Why do I need to mask sensitive data, shouldn’t it be already encrypted?

This type of question seems to pop up on internet forums from time-to-time.

Recently I saw a question similar to:

“How can I mask Social Security Numbers when restoring Production data onto our Development environment?”

The responses were along the lines of:

  • “Fix it. You shouldn’t be storing these in the clear to begin with”, or
  • “Your sensitive data, such as SSN, should already be encrypted!”

Although these responses may be well-intentioned they fail to appreciate what is being asked or the use-cases for masking sensitive data EVEN IF they are already stored in encrypted form.

In other words, encryption and data masking typically serve two different purposes although sometimes there is overlap.

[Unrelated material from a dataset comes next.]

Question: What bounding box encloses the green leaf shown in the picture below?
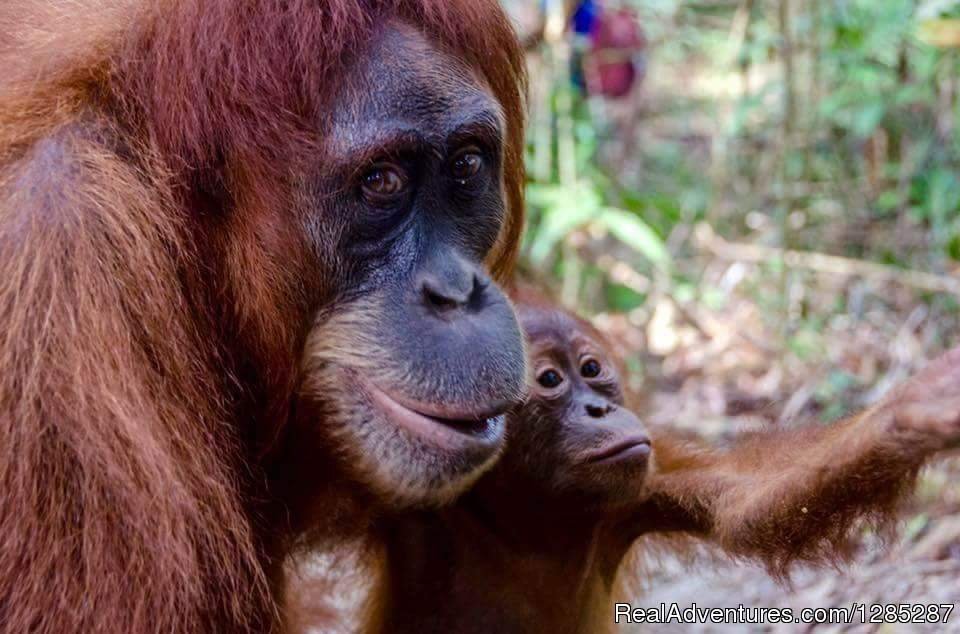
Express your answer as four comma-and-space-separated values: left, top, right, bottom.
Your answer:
597, 207, 670, 269
527, 184, 600, 265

Typically, encryption is to defeat unauthorized access to sensitive data. For example, rendering the data unreadable to hackers.

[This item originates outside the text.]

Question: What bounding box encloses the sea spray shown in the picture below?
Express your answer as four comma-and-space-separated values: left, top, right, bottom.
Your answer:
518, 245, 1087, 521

Data masking is to replace the sensitive data, partially or in full, with a non-sensitive substitute.
Note: I am specifically referring to Static Data Masking (also known as Persistent Data Masking.) This is where data is permanently overwritten so that it may be used in non-secure environments, such as in Development, Testing, Training, Outsourcing, etc. Dynamic Data Masking is something different and not discussed here.

For example, suppose that a developer needs to modify software that maintains its Customers’ sensitive information such as their SSN’s. The developer may need to actually VIEW the full unencrypted SSN on the Customer Management screen for the purposes of testing the software modifications. This is irrelevant of whether or not the SSN is stored in encrypted form in the database. Another example is a customer database used for training new Customer Service Representatives who need access to the unencrypted sensitive information but for the purposes of training do not require authentic sensitive information.

Therefore, instead of simply providing a copy of the raw Production data with real sensitive data exposed to the Developer or Trainee, the Production data is first masked. That means that the sensitive data is replaced with fictitious and usually realistic data. In fact, sometimes the masking process is so effective that the end user (or data thief) will not even know that the data has been masked and that they are actually looking at fictitious data. For example, the Trainee will see a realistic SSN but the actual number will be a fake.

Therefore, static data masking is a substitution of sensitive data with non-sensitive data so that the database can be used in non-secure environments. DataVeil is a static data masking tool.